Bila mungkin pasang CVP.

Dopamin 10--20 µg/kg/menit, meningkatkan kekuatan, dan kecepatan kontraksi jantung serta
meningkatkan aliran darah ginjal.

Syok Neurogenik

Syok neurogenik juga disebut sinkop. Syok neurogenik terjadi karena reaksi vasovagal berlebihan yang
mengakibatkan terjadinya vasodilatasi menyeluruh di daerah splangnikus sehingga aliran darah ke otak
berkurang. Reaksi vasovagal umumnya disebabkan oleh suhu lingkungan yang panas, terkejut, takut,
atau nyeri hebat. Penderita merasa pusing dan biasanya jatuh pingsan. Setelah penderita dibaringkan,
umumnya keadaan berubah menjadi baik kembali secara spontan.

Trauma kepala yang terisolasi tidak akan menyebabkan syok. Adanya syok pada trauma kepala harus
dicari penyebab yang lain. Trauma pada medula spinalis akan menyebabkan hipotensi akibat hilangnya
tonus simpatis.

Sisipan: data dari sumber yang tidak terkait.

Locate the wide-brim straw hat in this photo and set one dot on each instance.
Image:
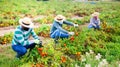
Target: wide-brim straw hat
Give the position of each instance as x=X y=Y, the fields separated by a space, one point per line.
x=95 y=14
x=26 y=22
x=59 y=18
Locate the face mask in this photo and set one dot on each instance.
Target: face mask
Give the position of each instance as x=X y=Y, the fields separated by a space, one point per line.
x=61 y=22
x=26 y=29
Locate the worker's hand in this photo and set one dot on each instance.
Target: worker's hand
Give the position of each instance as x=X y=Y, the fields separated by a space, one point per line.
x=75 y=25
x=37 y=41
x=71 y=33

Gambaran klasik dari syok neurogenik adalah hipotensi tanpa takikardi atau
vasokonstriksi perifer.

Penanggulangan

Pasien-pasien yang diketahui/diduga mengalami syok neurogenik harus diterapi sebagai hipovolemia.
Pemasangan kateter untuk mengukur tekanan vena sentral akan sangat membantu pada kasus-kasus
syok yang meragukan.

Syok Septik

Merupakan syok yang disertai adanya infeksi (sumber infeksi). Pada pasien trauma, syok septik bisa
terjadi bila pasien datang terlambat beberapa jam ke rumah sakit. Syok septik terutama terjadi pada
pasien-pasien dengan luka tembus abdomen dan kontaminasi rongga peritonium dengan isi usus.
Infeksi sistemik yang terjadi biasanya karena kuman Gram negatif yang menyebabkan kolaps
kardiovaskuler. Endotoksin basil Gram negatif ini menyebabkan vasodilatasi kapiler dan terbukanya
hubungan pintas arteriovena perifer. Selain itu, terjadi peningkatan permeabilitas kapiler. Peningkatan
kapasitas vaskuler karena vasodilatasi perifer menyebabkan terjadinya hipovolemia relatif, sedangkan
peningkatan peningkatan permeabilitas kapiler menyebabkan kehilangan cairan intravaskuler ke intertisial
yang terlihat sebagai udem. Pada syok septik hipoksia, sel yang terjadi tidak disebabkan oleh penurunan
perfusi jaringan melainkan karena ketidakmampuan sel untuk menggunakan oksigen karena toksin
kuman. Gejala syok septik yang mengalami hipovolemia sukar dibedakan dengan syok hipovolemia
(takikardia, vasokonstriksi perifer, produksi urin < 0.5 cc/kg/jam, tekanan darah sistolik turun dan
menyempitnya tekanan nadi). Pasien-pasien sepsis dengan volume intravaskuler normal atau hampir
normal, mempunyai gejala takikaridia, kulit hangat, tekanan sistolik hampir normal, dan tekanan nadi
yang melebar.

Penanggulangan
- Optimalisasi volume intravaskuler
- Pemberian antibiotik, Dopamin, dan Vasopresor

Syok Anafilaktik

Jika seseorang sensitif terhadap suatu antigen dan kemudian terjadi kontak lagi terhadap antigen
tersebut, akan timbul reaksi hipersensitivitas. Antigen yang bersangkutan terikat pada antibodi
dipermukaan sel mast sehingga terjadi degranulasi, pengeluaran histamin, dan zat vasoaktif lain.
Keadaan ini menyebabkan peningkatan permeabilitas dan dilatasi kapiler menyeluruh. Terjadi
hipovolemia relatif karena vasodilatasi yang mengakibatkan syok, sedangkan peningkatan permeabilitas
kapiler menyebabkan udem. Pada syok anafilaktik, bisa terjadi bronkospasme yang menurunkan
ventilasi.

Syok anafilaktik sering disebabkan oleh obat, terutama yang diberikan intravena seperti antibiotik atau
media kontras. Sengatan serangga seperti lebah juga dapat menyebabkan syok pada orang yang rentan.

Penanggulangan

Penanggulangan syok anafilaktik memerlukan tindakan cepat sebab penderita berada pada keadaan
gawat. Sebenarnya, pengobatan syok anafilaktik tidaklah sulit, asal tersedia obat-obat emerjensi dan alat
bantu resusitasi gawat darurat serta dilakukan secepat mungkin. Hal ini diperlukan karena kita berpacu
dengan waktu yang singkat agar tidak terjadi kematian atau cacat organ tubuh menetap.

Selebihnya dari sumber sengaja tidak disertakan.